Briefly summarised, the turbine housing main body is divided into a plurality of sections with respect to the axial direction of the turbine and the partition wall 4 is fitted into the engaging channel 6 is formed between opposing surfaces of the two turbine housing main bodies or sections, leaving a clearance in the radial direction of the partition wall. As a consequence, thermal deformation in the radial direction of the partition wall 4 is permitted so that the partition wall is prevented from being cracked and consequently the safety of the turbine housing can be ensured. Furthermore, at least one side surface of the partition wall 4 makes contact with a support member 7 at the gas inlet of the turbine housing, leaving a clearance in the circumferential direction of the partition wall. In addition, the partition wall support member 7 is so arranged as to be in coplanar relationship with the flange surface of the turbine housing at the gas inlet. Therefore, gas-tightness can be ensured at the gas inlet of the turbine housing and the performance of the turbocharger can be enhanced.

Claims

1. A housing for a turbocharger having a scroll-like passage (9) sub-divided into a plurality of sub-passages (9a, 9b) by at least one partition wall (4), the housing defining an inlet aperture for the passage and said wall (4) extending to the region of said aperture, characterised by a support member (7) mounted on said housing and extending across said aperture between opposing surfaces thereof, the support member (7) engaging an end of said wall (4) in a manner such as to permit movement of said wall (4) relative to the support member (7) in directions tranverse of said aperture.
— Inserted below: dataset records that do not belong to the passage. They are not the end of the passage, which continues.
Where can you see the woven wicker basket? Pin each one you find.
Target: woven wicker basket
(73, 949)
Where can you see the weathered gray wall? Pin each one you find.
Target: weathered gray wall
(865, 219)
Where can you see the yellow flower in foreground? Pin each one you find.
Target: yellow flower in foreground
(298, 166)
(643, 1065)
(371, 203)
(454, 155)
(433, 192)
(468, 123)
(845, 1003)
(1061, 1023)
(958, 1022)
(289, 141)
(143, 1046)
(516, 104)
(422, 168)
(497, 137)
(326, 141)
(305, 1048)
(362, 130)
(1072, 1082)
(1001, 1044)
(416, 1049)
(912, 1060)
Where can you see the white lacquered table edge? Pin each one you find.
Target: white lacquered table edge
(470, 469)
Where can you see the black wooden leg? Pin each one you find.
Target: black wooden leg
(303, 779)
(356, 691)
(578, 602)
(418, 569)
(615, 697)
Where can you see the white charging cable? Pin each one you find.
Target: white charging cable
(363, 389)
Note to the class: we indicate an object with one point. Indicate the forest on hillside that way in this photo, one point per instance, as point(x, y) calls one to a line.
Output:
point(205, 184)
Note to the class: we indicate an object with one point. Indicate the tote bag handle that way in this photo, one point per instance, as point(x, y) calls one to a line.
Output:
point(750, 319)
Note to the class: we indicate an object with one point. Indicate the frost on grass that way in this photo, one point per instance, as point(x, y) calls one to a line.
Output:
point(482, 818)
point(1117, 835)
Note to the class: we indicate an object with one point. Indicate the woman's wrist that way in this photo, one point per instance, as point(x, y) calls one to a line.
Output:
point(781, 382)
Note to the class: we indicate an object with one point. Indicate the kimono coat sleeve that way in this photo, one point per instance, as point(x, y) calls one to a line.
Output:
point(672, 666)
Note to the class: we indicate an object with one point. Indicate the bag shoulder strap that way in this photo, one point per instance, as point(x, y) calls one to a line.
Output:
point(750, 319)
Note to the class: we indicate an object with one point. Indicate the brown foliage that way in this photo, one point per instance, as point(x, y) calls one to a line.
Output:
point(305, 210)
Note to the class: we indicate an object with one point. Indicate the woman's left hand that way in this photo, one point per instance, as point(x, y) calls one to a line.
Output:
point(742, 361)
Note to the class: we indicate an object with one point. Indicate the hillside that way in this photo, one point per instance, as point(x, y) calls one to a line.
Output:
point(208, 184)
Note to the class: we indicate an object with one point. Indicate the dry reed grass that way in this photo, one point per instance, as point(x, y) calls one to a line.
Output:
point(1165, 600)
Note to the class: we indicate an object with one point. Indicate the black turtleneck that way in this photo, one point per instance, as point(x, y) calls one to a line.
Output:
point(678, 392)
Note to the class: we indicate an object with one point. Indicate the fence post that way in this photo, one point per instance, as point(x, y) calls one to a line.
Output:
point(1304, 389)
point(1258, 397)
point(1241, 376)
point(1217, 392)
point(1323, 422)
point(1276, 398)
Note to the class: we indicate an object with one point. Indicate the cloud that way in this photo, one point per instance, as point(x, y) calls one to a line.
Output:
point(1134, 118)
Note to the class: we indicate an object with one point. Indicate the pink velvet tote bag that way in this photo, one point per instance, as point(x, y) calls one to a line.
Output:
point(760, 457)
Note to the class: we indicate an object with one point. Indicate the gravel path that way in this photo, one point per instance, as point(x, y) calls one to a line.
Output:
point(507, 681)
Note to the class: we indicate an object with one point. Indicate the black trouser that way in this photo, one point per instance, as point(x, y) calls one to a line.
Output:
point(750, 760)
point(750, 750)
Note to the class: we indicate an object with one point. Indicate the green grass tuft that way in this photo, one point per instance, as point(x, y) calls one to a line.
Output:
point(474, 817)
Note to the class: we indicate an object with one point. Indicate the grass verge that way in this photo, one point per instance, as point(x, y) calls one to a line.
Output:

2. A housing according to claim 1 characterised in that the passage has a channel (6) on its interior wall which acommodates an outer edge of said partition wall (4).

3. A housing according to claim 2 characterised in that said passage (9) is defined by first and second housing members (1 a, 1 b) and said channel (6) is defined between abutting edges of said housing members (1 a, 1 b).

4. A housing according to claim 2 or 3, characterised in that said channel (6) provides a gap (c) radially outward of said partition wall (4).

5. A housing according to any one of the preceding claims characterised in that said support member (7) defines a receiving channel which receives the said end of said partition wall (4).

6. A housing according to claim 5 characterised in that said receiving channel provides a gap (d) for permitting said movement.

7. A housing according to claim 5 or 6 characterised in that said receiving channel has a wall region abutting at least one major face of said partition wall (4).

8. A housing according to claim 7 characterised in that said receiving channel has wall regions abutting both major faces of said partition wall (4).

9. A housing according to any one of the preceding claims characterised in that the inlet aperture is formed in a planar surface (8) and the support member (7) has a surface which is coplanar with said planar surface (8).

10. A housing according to anyone of the preceding claims characterised in that said movement is permitted in directions perpendicular to said planar surface (8).

11. A turbocharger having a turbine housing (1) and a turbine (2) characterised in that said housing (1) is in accordance with any one of the preceding claims.